# Center Caps on 15 inch Rally 2’a



## SLSTEVE (Dec 8, 2020)

Went to put new center caps on my 15 inch Rally 2’s and got the back ones on. Will that little 1/8 inch stud and locking nut really hold that center cap on and keep it from spinning?
How about the fronts? Dust cap prohibits usual mounting like the rears. Will the kit from Ames work in this application? Ordered two singular kits. Also decided to yank the original calipers, spindles and springs and replace the whole front suspension as well. I don’t know where this setup came from-was on the car when I got it. Been nothing but trouble from the get go. Ordered a new front disc brake conversion kit from Summit. Will see how that goes. I’ll take some side by side pictures of the crap that was on the car along side the new replacement parts. Maybe someone can tell me what it is.


----------



## Banjos (May 10, 2021)

I've got the Ames caps on my Rally II's. They haven't budged in 15 years, no matter how hard I try to spin them loose on a launch. Also didn't have any clearance issues with the dust caps.


----------



## SLSTEVE (Dec 8, 2020)

Banjos said:


> I've got the Ames caps on my Rally II's. They haven't budged in 15 years, no matter how hard I try to spin them loose on a launch. Also didn't have any clearance issues with the dust caps.
> View attachment 145933


I decided to pull my front suspension and replace it. Had a problem with the calipers, which looked to be new, They wouldn’t seal to the brake hoses. Had a constant seep, so I went out and bought new calipers. The new calipers(ordered for a 70 GTO) were about 30% bigger than the originals, and wouldn’t even bolt up to the caliper bracket(which was incorporated into the spindle. I ordered a disc brake conversion kit from Summit and will post side by side pictures when it arrives. Hopefully the new spindle/rotor assembly will allow me to install the front center caps on my front wheels without any interference. We’ll see.


----------



## SLSTEVE (Dec 8, 2020)

SLSTEVE said:


> I decided to pull my front suspension and replace it. Had a problem with the calipers, which looked to be new, They wouldn’t seal to the brake hoses. Had a constant seep, so I went out and bought new calipers. The new calipers(ordered for a 70 GTO) were about 30% bigger than the originals, and wouldn’t even bolt up to the caliper bracket(which was incorporated into the spindle. I ordered a disc brake conversion kit from Summit and will post side by side pictures when it arrives. Hopefully the new spindle/rotor assembly will allow me to install the front center caps on my front wheels without any interference. We’ll see.

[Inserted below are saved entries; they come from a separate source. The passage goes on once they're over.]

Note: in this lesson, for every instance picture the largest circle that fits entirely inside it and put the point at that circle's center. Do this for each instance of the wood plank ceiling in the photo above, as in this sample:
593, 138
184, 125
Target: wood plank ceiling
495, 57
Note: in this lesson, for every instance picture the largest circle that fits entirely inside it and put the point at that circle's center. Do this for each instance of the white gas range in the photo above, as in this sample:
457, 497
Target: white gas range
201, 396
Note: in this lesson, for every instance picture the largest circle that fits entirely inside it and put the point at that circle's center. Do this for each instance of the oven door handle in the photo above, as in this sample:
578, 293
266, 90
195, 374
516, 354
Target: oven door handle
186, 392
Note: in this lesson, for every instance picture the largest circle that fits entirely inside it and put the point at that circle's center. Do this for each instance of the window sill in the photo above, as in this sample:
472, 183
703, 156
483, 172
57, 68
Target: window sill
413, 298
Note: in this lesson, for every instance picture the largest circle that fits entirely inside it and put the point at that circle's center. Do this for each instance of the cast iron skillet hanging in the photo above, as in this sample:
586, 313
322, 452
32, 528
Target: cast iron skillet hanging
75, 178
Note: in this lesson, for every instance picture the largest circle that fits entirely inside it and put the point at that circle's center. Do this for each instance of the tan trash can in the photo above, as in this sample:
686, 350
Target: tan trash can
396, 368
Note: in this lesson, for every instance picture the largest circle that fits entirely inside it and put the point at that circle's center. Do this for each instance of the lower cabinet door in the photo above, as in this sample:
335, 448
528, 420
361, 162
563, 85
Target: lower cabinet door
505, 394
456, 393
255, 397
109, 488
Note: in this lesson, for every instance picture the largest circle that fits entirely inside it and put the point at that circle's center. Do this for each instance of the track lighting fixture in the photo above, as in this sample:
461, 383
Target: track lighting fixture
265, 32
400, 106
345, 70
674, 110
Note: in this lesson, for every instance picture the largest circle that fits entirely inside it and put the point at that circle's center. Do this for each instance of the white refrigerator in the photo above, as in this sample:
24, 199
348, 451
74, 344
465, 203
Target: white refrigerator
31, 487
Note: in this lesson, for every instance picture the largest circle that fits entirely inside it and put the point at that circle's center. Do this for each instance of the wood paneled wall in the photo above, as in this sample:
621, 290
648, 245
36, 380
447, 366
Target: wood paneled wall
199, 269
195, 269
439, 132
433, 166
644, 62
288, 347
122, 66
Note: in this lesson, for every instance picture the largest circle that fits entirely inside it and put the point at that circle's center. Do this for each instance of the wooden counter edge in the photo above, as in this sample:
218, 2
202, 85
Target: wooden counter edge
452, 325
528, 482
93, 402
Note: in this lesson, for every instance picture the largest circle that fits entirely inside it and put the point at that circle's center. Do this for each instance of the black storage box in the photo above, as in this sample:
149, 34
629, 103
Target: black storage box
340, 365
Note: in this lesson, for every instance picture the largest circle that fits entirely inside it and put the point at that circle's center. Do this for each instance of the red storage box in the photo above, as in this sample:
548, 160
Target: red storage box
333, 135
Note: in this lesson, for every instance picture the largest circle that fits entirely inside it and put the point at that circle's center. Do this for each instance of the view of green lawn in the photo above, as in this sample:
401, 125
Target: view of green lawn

Turns out it was a drop spindle setup that a previous owner installed before I bought the car. Can’t believe the difference in the weights of the drop spindle and OE Parts! Has to be 100 pounds! Anyway, I pulled the whole front end off and replaced everything with new Moog parts-ball joints, springs, tie rods, center link, spindles, steering arms, rotors and calipers. Hooked the brake lines up and no leaks! With the OE spindles installed, I was able to get my center caps on the front wheels without the kit from Ames, so I’m sending that back, along with some other items I didn’t use. So, if anyone wants a drop spindle front disc brake setup, I’ll sell this one. Fits 64-67 for sure, maybe 64-72. Pictures show the cross drilled and slotted rotors, the spindles, and the different calipers side by side, as well as both the spindles side by side. That drop spindle setup was new when I bought the car. Calipers were never filled with fluid until I did it.


----------